Five days without water: Iraq’s Dhi Qar faces ‘catastrophic’ collapse
Shafaq News – Dhi Qar
A severe water shortage has left more than 100,000 residents in Dhi Qar province without drinking water for five days, officials told Shafaq News on Wednesday.
Provincial Council member Abdul Baqi Kadhim described the situation as catastrophic, saying residents are crying out for help “like people on the verge of death.”
Al-Islah and Sayyid Dakhil—the two hardest-hit districts—sit on an alluvial plain where wells produce only saline water, he explained, urging the deployment of emergency tankers and engineering teams from the Popular Mobilization Forces (PMF), a coalition of Iran-aligned, Shia-majority armed groups. Dhi Qar itself is a Shia-dominant province.
Al-Islah district chief Haider Jamal told Shafaq News that the water complex supplying both districts is receiving inadequate flows. He appealed to caretaker Prime Minister Mohammed Shia al-Sudani to secure sufficient allocations, warning of an “environmental and humanitarian catastrophe.”

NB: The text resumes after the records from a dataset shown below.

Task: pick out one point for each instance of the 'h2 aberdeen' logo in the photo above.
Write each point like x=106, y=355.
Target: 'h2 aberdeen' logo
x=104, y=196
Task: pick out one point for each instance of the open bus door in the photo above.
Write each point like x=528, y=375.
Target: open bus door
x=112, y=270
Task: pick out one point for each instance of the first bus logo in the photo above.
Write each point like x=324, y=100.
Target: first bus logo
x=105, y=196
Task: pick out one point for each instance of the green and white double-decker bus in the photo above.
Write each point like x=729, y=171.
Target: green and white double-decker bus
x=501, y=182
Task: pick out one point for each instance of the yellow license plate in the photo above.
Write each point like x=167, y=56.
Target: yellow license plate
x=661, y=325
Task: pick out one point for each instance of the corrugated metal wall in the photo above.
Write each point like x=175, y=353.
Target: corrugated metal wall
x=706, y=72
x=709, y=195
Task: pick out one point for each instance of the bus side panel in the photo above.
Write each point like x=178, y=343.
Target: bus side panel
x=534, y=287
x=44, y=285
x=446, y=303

The crisis stems from climate-driven drops in water reaching the province, particularly in the Gharraf basin, according to Dhi Qar Water Authority Director Ahmed Aziz, who said that low river levels have severely affected tail-end areas, although the authority has extended intake pipes to draw water from “more stable sources.”
“People, animals, and plants alike are dying today in Al-Islah,” residents told our agency.
Dhi Qar’s buffalos, a key livestock in southern Iraq, collapsed in population from 21,000 to 10,000 between 2023 and 2025 due to water scarcity. Nearly 85 percent of marshland fish stocks have also been wiped out, an official told Shafaq News earlier.
Iraq remains among the countries most vulnerable to climate change, a 2024 United Nations (UN) assessment noted, with 90 percent of surface water contaminated and about 37,000 people displaced by climate-related shortages.